By analyzing existing cross correlation between Merck Company and Matthews Korea Fund, you can compare the effects of market volatilities on Merck and Matthews Korea and check how they will diversify away market risk if combined in the same portfolio for a given time horizon. You can also utilize pair trading strategies of matching a long position in Merck with a short position of Matthews Korea. Check out your portfolio center. Please also check ongoing floating volatility patterns of Merck and Matthews Korea.

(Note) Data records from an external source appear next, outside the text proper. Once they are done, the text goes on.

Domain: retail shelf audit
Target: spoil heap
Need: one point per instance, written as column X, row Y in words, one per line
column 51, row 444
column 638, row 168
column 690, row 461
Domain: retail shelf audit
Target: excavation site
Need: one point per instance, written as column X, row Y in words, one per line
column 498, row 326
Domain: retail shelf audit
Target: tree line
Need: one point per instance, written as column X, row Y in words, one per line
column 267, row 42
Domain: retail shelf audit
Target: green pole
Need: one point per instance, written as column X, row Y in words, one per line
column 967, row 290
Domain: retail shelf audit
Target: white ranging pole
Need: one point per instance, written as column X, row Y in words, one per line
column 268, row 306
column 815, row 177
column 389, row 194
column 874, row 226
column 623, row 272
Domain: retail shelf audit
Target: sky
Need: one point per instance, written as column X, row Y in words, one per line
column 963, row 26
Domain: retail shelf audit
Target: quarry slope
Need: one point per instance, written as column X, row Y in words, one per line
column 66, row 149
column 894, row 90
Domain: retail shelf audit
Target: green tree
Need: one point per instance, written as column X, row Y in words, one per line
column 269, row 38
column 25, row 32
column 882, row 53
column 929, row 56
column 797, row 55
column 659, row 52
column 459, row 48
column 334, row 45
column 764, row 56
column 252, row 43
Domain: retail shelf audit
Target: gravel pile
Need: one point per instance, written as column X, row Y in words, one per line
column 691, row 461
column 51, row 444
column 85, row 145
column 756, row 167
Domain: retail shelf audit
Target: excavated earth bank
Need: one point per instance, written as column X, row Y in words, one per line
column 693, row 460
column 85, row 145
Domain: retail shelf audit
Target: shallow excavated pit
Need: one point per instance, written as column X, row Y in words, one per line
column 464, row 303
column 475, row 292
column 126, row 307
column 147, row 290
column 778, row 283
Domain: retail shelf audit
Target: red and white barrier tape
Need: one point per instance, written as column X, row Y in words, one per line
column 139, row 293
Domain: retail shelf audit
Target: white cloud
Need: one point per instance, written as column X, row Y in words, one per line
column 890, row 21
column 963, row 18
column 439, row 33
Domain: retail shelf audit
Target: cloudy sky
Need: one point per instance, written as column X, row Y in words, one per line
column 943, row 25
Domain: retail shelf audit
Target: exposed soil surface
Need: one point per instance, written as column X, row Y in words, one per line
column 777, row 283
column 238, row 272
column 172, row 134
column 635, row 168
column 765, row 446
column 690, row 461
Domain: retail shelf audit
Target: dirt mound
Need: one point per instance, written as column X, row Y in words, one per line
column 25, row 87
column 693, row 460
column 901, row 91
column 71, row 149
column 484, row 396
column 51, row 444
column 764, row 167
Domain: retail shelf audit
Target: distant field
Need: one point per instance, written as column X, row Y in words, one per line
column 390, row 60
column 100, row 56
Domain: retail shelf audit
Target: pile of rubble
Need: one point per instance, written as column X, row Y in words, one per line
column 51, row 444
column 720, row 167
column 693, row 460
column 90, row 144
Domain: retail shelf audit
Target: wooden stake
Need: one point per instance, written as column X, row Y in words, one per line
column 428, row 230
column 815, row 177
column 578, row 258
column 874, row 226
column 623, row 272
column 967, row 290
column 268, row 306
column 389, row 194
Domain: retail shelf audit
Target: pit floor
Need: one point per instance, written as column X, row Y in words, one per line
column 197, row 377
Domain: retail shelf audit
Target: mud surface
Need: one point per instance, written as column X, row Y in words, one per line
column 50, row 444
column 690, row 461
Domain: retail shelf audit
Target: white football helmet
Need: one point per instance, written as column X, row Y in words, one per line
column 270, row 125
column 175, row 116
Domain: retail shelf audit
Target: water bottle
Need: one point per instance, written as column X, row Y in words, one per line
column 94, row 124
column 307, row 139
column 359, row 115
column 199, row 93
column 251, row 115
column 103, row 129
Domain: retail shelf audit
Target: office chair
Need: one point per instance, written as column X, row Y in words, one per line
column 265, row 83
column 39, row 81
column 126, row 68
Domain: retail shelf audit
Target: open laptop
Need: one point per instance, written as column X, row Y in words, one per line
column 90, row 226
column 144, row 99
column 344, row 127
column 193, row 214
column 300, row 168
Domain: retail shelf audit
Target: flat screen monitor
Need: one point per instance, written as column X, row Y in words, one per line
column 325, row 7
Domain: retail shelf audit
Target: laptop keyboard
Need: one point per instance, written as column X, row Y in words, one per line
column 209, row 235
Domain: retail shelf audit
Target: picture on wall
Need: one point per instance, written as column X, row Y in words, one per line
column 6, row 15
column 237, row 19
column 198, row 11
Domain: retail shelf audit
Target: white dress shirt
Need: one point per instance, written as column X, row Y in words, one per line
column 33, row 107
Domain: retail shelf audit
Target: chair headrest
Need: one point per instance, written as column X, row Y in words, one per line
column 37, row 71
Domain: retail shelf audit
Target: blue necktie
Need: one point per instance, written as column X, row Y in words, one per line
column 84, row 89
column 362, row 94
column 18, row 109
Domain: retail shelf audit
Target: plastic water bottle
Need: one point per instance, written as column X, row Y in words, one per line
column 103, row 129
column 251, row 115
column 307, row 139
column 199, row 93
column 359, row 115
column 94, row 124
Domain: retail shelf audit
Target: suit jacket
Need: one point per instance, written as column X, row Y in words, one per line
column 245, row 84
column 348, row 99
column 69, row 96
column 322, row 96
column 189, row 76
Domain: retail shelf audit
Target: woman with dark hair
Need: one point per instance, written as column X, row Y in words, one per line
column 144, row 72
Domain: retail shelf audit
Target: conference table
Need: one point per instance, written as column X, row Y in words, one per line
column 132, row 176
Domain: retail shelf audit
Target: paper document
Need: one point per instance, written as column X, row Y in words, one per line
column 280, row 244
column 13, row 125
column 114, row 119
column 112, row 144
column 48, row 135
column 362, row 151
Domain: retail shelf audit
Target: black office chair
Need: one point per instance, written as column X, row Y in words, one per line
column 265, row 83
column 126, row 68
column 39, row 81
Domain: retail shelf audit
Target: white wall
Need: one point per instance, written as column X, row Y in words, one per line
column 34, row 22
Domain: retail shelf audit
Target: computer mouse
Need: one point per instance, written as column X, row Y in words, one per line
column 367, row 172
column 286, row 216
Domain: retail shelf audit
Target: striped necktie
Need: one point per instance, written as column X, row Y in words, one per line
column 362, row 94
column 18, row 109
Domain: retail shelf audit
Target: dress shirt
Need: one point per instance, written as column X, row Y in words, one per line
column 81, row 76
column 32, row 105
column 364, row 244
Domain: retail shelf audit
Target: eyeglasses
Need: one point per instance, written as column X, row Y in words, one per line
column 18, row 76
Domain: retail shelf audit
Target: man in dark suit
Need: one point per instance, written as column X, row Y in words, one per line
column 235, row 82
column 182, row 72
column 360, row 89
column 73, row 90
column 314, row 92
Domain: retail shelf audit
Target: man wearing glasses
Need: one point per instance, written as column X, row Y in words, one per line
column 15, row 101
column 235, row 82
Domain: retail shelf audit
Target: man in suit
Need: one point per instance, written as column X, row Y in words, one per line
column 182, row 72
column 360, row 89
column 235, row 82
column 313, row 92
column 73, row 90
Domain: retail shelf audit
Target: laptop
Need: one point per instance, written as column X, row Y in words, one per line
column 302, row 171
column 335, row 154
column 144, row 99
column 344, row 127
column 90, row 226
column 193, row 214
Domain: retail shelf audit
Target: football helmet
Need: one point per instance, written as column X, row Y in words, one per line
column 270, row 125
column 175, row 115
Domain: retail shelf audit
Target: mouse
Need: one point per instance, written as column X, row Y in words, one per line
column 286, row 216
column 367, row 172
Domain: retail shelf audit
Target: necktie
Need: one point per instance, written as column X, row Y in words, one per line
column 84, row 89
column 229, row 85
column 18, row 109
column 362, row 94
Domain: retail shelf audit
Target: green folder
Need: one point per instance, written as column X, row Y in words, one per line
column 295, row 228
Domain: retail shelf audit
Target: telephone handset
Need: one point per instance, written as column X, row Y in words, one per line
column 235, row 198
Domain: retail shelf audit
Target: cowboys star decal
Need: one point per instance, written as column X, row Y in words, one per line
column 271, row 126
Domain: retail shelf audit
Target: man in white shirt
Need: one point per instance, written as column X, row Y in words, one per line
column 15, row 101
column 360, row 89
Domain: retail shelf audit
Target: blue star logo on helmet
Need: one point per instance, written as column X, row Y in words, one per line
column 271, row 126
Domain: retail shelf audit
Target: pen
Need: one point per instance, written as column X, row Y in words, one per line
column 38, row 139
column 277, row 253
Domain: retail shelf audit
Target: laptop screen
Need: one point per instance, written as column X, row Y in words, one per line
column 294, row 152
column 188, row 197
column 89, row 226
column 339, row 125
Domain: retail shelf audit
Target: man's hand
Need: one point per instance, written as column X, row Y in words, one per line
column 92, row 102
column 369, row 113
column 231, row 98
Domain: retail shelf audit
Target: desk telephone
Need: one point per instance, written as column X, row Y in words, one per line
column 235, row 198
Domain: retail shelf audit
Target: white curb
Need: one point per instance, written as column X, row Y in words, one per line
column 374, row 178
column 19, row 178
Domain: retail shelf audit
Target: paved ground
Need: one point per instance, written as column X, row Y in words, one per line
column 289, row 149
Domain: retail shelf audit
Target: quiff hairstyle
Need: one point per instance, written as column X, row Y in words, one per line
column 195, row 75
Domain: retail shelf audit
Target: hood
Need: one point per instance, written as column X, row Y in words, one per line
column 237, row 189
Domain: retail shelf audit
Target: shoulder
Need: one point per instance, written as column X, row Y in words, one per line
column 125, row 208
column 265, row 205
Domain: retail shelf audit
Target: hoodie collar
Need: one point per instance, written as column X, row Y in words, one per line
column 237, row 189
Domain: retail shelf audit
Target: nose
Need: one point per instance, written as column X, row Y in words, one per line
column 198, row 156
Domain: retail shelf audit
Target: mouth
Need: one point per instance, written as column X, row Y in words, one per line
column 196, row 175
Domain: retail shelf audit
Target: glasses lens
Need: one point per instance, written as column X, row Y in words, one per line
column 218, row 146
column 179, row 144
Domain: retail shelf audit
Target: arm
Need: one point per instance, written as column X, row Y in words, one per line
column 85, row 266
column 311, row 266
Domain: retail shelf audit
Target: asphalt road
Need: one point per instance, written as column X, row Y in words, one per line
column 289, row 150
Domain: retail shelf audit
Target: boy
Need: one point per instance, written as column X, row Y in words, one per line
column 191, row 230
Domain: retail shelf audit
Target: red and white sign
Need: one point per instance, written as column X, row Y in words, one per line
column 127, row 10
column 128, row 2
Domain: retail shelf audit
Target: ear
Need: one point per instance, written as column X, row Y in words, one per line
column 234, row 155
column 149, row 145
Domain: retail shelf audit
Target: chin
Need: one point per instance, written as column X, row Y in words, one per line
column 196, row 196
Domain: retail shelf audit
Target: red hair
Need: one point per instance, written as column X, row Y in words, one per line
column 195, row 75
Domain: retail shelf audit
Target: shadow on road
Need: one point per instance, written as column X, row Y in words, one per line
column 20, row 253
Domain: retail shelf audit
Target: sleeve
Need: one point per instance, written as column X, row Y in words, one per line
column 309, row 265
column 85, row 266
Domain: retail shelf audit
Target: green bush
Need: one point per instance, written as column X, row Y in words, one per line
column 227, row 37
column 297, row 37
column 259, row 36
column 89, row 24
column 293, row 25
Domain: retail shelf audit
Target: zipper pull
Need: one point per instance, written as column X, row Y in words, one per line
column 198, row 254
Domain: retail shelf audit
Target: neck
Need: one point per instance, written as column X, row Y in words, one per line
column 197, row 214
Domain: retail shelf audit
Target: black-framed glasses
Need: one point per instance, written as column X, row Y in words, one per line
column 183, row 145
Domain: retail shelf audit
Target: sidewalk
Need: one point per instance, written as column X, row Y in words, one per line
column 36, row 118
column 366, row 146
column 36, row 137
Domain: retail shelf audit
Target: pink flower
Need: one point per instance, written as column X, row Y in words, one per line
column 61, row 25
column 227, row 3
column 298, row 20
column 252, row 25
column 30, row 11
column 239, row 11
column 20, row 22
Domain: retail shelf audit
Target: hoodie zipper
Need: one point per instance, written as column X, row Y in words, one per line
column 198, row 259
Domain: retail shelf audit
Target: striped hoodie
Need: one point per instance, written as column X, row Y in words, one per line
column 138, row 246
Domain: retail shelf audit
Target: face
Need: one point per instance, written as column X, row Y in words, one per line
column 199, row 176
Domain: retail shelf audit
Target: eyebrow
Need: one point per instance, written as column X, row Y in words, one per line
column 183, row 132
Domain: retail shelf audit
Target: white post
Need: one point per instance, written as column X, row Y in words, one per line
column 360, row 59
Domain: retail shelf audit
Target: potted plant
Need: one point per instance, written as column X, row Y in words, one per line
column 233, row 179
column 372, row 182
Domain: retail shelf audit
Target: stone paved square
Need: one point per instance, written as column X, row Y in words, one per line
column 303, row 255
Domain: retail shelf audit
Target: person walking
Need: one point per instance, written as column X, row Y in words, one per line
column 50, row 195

Diversification Opportunities for Merck and Matthews Korea
-0.6 | Correlation Coefficient |
Excellent diversification
The 3 months correlation between Merck and Matthews is -0.6. Overlapping area represents the amount of risk that can be diversified away by holding Merck Company and Matthews Korea Fund in the same portfolio, assuming nothing else is changed. The correlation between historical prices or returns on Matthews Korea and Merck is a relative statistical measure of the degree to which these equity instruments tend to move together. The correlation coefficient measures the extent to which returns on Merck Company are associated (or correlated) with Matthews Korea. Values of the correlation coefficient range from -1 to +1, where. The correlation of zero (0) is possible when the price movement of Matthews Korea has no effect on the direction of Merck i.e., Merck and Matthews Korea go up and down completely randomly.
Pair Corralation between Merck and Matthews Korea
If you would invest 428.00 in Matthews Korea Fund on September 13, 2024 and sell it today you would earn a total of 0.00 from holding Matthews Korea Fund or generate 0.0% return on investment over 90 days.
Time Period | 3 Months [change] |
Direction | Moves Against |
Strength | Weak |
Accuracy | 1.59% |
Values | Daily Returns |
Merck Company vs. Matthews Korea Fund
Performance |
Timeline |
Merck Company |
Matthews Korea |
Risk-Adjusted Performance
0 of 100
Weak | Strong |
Very Weak
Merck and Matthews Korea Volatility Contrast
Predicted Return Density |
Returns |
Pair Trading with Merck and Matthews Korea
The main advantage of trading using opposite Merck and Matthews Korea positions is that it hedges away some unsystematic risk. Because of two separate transactions, even if Merck position performs unexpectedly, Matthews Korea can make up some of the losses. Pair trading also minimizes risk from directional movements in the market. For example, if an entire industry or sector drops because of unexpected headlines, the short position in Matthews Korea will offset losses from the drop in Matthews Korea's long position.The idea behind Merck Company and Matthews Korea Fund pairs trading is to make the combined position market-neutral, meaning the overall market's direction will not affect its win or loss (or potential downside or upside). This can be achieved by designing a pairs trade with two highly correlated stocks or equities that operate in a similar space or sector, making it possible to obtain profits through simple and relatively low-risk investment.Matthews Korea vs. Matthews Japan Fund | Matthews Korea vs. Matthews Pacific Tiger | Matthews Korea vs. Matthews Asia Innovators | Matthews Korea vs. Matthews Asian Growth |
Check out your portfolio center.Note that this page's information should be used as a complementary analysis to find the right mix of equity instruments to add to your existing portfolios or create a brand new portfolio. You can also try the Portfolio Analyzer module to portfolio analysis module that provides access to portfolio diagnostics and optimization engine.